What About Panic Attacks?
Have you ever had a panic attack? If so, you know how terrifying they can be, but there is good news. There are many ways to reduce and eliminate them. First off though, what exactly are panic attacks?
Panic attacks are the sudden onset of intense anxiety characterized by feelings of great fear and apprehension. They are often accompanied by things like rapid heart beat, shortness of breath, dizziness, feeling faint, sweating, trembling, and impending doom.
Because of their intensity, people who experience them tend to avoid public places and being around other people, typically groups of people. They also have anticipatory anxiety even in the most comfortable settings (such as their home) and worry about the consequences of a panic attack.
Panic attacks won’t kill us, but they can feel like we are having a heart attack or stroke so people do all they can to avoid anything that might trigger one, which can leave one feeling imprisoned and very much misunderstood. For those who experience anxiety and panic, you know just what I mean. So, what do we do about it?
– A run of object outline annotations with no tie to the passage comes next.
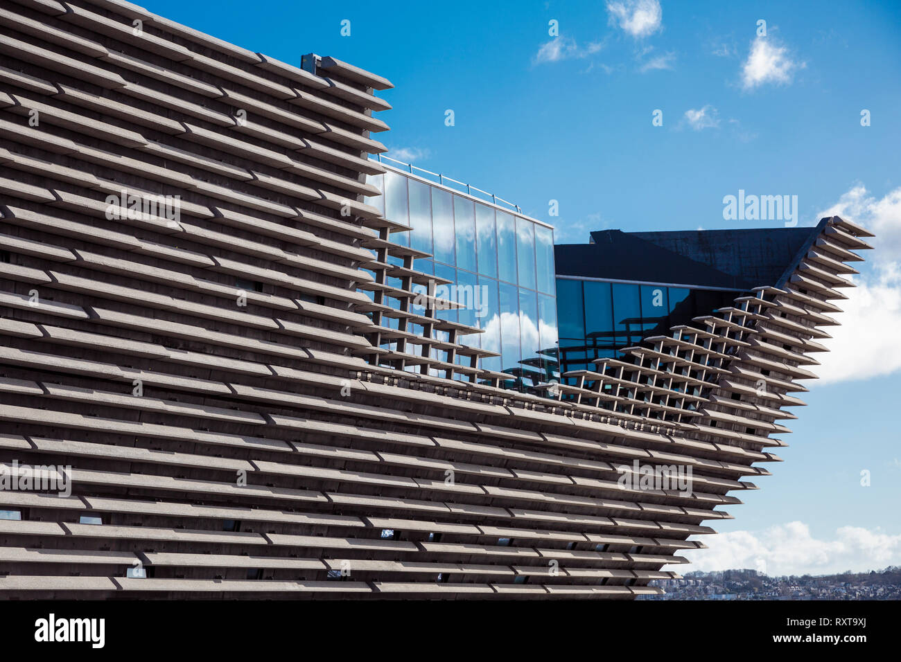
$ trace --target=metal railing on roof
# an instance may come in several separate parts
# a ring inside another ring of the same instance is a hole
[[[466,188],[466,194],[468,195],[471,196],[471,197],[478,197],[478,195],[474,195],[473,193],[472,193],[473,191],[477,191],[477,192],[478,192],[480,194],[483,194],[484,195],[487,195],[487,197],[489,197],[491,199],[491,202],[494,204],[505,204],[508,207],[510,207],[511,209],[515,209],[516,210],[516,213],[523,213],[523,210],[520,208],[520,206],[518,204],[514,204],[513,203],[508,202],[508,201],[505,200],[504,198],[497,197],[493,193],[488,193],[487,191],[484,191],[481,188],[476,188],[476,186],[473,186],[470,184],[467,184],[466,182],[461,182],[459,179],[454,179],[452,177],[449,177],[446,175],[442,175],[440,172],[432,172],[432,170],[426,170],[424,168],[420,168],[419,166],[414,166],[412,163],[405,163],[404,161],[399,161],[396,159],[392,159],[391,157],[387,157],[387,156],[385,156],[383,154],[376,154],[375,156],[376,156],[377,160],[379,163],[382,163],[383,161],[392,161],[392,162],[396,163],[396,164],[398,164],[400,166],[403,166],[406,170],[409,171],[409,173],[411,175],[415,175],[416,173],[414,172],[414,170],[417,170],[419,172],[425,173],[426,175],[431,175],[432,177],[438,177],[438,184],[440,184],[442,186],[448,186],[448,185],[445,184],[445,182],[453,182],[454,184],[456,184],[458,186],[465,187]],[[453,186],[448,186],[448,188],[453,188]]]

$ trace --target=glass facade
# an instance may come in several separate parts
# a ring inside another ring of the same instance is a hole
[[[509,375],[504,383],[508,388],[529,390],[559,379],[553,231],[393,169],[368,181],[384,195],[367,202],[386,218],[412,228],[393,233],[392,240],[431,253],[431,258],[416,259],[414,268],[450,281],[443,290],[439,284],[436,294],[463,305],[436,311],[436,315],[483,331],[458,336],[457,341],[499,354],[483,358],[480,365]],[[427,286],[414,285],[413,289],[425,293]],[[389,299],[388,304],[399,302]],[[419,308],[413,310],[423,314],[424,308]],[[422,327],[410,331],[421,333]],[[435,331],[433,337],[446,340],[448,334]],[[446,360],[446,352],[432,353]],[[469,361],[469,357],[457,357],[460,364]]]
[[[741,292],[557,278],[560,372],[593,370],[596,358],[622,358],[622,349],[678,324],[732,305]],[[565,380],[571,381],[571,380]]]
The first thing is understanding that anxiety is a normal human emotion that everyone experiences at times. Like pain and the fight/flight stress response, for example, anxiety protects us from danger. Understanding and embracing that some level of anxiety is normal is very helpful in accepting the uncomfortable feelings. In other words, recognize this within yourself rather than judging yourself, which a lot of people do. It’s okay to feel anxious. Everyone does.
Next, begin to confront your fears. The more you expose yourself to things that cause high anxiety with an intentional, rational mind and realize you are safe, the less anxious you became and the panic attacks dissipate. Guided mediation/relaxation programs, exercise, and a good diet can also be very helpful.
You can also try the AWARE technique described below. It comes from the book, Anxiety Disorders and Phobias: A Cognitive Perspective, by Aaron Beck and Gary Emery.
A: Accept the anxiety. Welcome it. Don’t fight it. Replace your rejection, anger, and hatred of it with acceptance. By resisting, you are prolonging the unpleasantness of it. Instead, flow with it. Don’t make it responsible for how you think, feel, and act.
W: Watch and Wait. Look at your anxiety without judgment. It’s neither good nor bad. Become detached from it. Remind yourself that you are not your anxiety. The more you can separate yourself from the experience, the more you can view it as a third party observer.
Even though there is a powerful urge to run away to try and escape anxious situations, postpone that decision for a little bit. Stay in the situation. Don’t tell yourself you can’t leave. Keep that option open so you don’t feel trapped, but remember that you don’t need to run away to get relief. Let relief come to you.
A: Act with the anxiety. Act as if you aren’t anxious. Function with it. Slow down if you have to, but keep going. Breathe normally. If you run from the situation your anxiety will go down, but your fear will go up. If you stay, both your anxiety and your fear will eventually go down.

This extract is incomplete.